The last of my boys…
Lorie and Rebecca sat to either side of the elderly physician; Edward was Rebecca’s uncle and lived in her and Boyd’s home. Lorie leaned her head on his arm, tears in her eyes; he bent his elbow to rest a hand on her cheek.
“I am goddamn sorry, Edward,” Boyd reached across the tabletop to grip the older man’s hand. “Goddamn sorry.”
“As we all are.” Sawyer spoke quietly, wide shoulders lifting with a deep sigh.
“We shall bury Blythe in the apple grove,” Rebecca decided. “So that we might visit him often. Lorie and the girls and I shall plant flowers near his stone, what say you, Uncle Edward?”
“I’ll help you, love, and I thank you,” he said, eyes crinkling in a web of wrinkles as he managed a smile.

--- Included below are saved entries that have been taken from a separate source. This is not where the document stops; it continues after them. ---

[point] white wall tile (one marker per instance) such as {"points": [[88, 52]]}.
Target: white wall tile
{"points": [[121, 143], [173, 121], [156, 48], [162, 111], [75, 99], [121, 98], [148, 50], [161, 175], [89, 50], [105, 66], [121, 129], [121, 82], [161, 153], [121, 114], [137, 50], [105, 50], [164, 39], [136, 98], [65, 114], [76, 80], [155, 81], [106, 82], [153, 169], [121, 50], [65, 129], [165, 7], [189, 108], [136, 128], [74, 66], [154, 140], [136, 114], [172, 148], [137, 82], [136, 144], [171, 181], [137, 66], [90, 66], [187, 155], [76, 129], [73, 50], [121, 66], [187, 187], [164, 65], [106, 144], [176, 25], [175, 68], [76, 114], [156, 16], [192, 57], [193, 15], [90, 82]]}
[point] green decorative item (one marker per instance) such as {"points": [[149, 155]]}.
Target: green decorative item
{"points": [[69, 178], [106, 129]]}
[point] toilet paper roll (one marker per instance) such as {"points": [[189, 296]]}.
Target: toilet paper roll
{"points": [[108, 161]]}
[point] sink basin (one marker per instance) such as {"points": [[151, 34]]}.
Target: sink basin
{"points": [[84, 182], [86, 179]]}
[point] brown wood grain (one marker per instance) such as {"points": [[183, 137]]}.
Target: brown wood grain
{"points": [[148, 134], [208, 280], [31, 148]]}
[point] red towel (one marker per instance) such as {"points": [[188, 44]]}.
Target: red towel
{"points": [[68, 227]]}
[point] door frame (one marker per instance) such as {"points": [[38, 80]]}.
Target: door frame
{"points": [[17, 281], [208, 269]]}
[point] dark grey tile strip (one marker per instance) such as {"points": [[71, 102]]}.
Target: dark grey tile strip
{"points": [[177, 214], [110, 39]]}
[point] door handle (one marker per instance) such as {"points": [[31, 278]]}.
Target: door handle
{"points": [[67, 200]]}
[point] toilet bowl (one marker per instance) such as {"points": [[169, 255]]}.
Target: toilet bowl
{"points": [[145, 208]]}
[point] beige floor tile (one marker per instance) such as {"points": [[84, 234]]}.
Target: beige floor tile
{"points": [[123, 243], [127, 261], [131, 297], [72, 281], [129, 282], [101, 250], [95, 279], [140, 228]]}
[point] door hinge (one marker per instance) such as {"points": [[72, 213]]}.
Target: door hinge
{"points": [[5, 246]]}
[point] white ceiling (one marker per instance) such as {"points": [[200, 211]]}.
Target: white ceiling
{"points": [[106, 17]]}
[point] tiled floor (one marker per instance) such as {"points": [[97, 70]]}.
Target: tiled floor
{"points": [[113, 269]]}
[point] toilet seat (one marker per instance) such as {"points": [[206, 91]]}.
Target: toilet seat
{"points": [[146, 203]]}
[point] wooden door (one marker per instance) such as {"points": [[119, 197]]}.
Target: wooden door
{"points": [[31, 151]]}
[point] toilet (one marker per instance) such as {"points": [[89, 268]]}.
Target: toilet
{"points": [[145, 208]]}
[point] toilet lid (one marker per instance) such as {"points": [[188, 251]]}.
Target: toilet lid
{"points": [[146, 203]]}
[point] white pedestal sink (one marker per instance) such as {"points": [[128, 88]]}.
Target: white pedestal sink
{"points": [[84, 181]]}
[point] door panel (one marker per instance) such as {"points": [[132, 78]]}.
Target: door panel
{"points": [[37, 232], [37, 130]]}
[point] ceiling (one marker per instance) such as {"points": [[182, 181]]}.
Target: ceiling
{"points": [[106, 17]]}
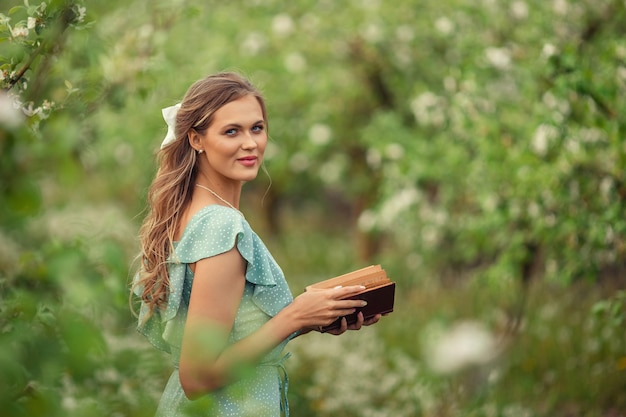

“To think Thomas Yancy is dead at last, after all these years.” Sawyer stared into the middle distance as he spoke. “And killed by his own son’s hand. I recall Dredd. I would never have figured him for such an action. Fallon, for certain, but not Dredd.”
“Fallon is more dangerous than you could know.” My voice rasped over the words. All attention swung my direction.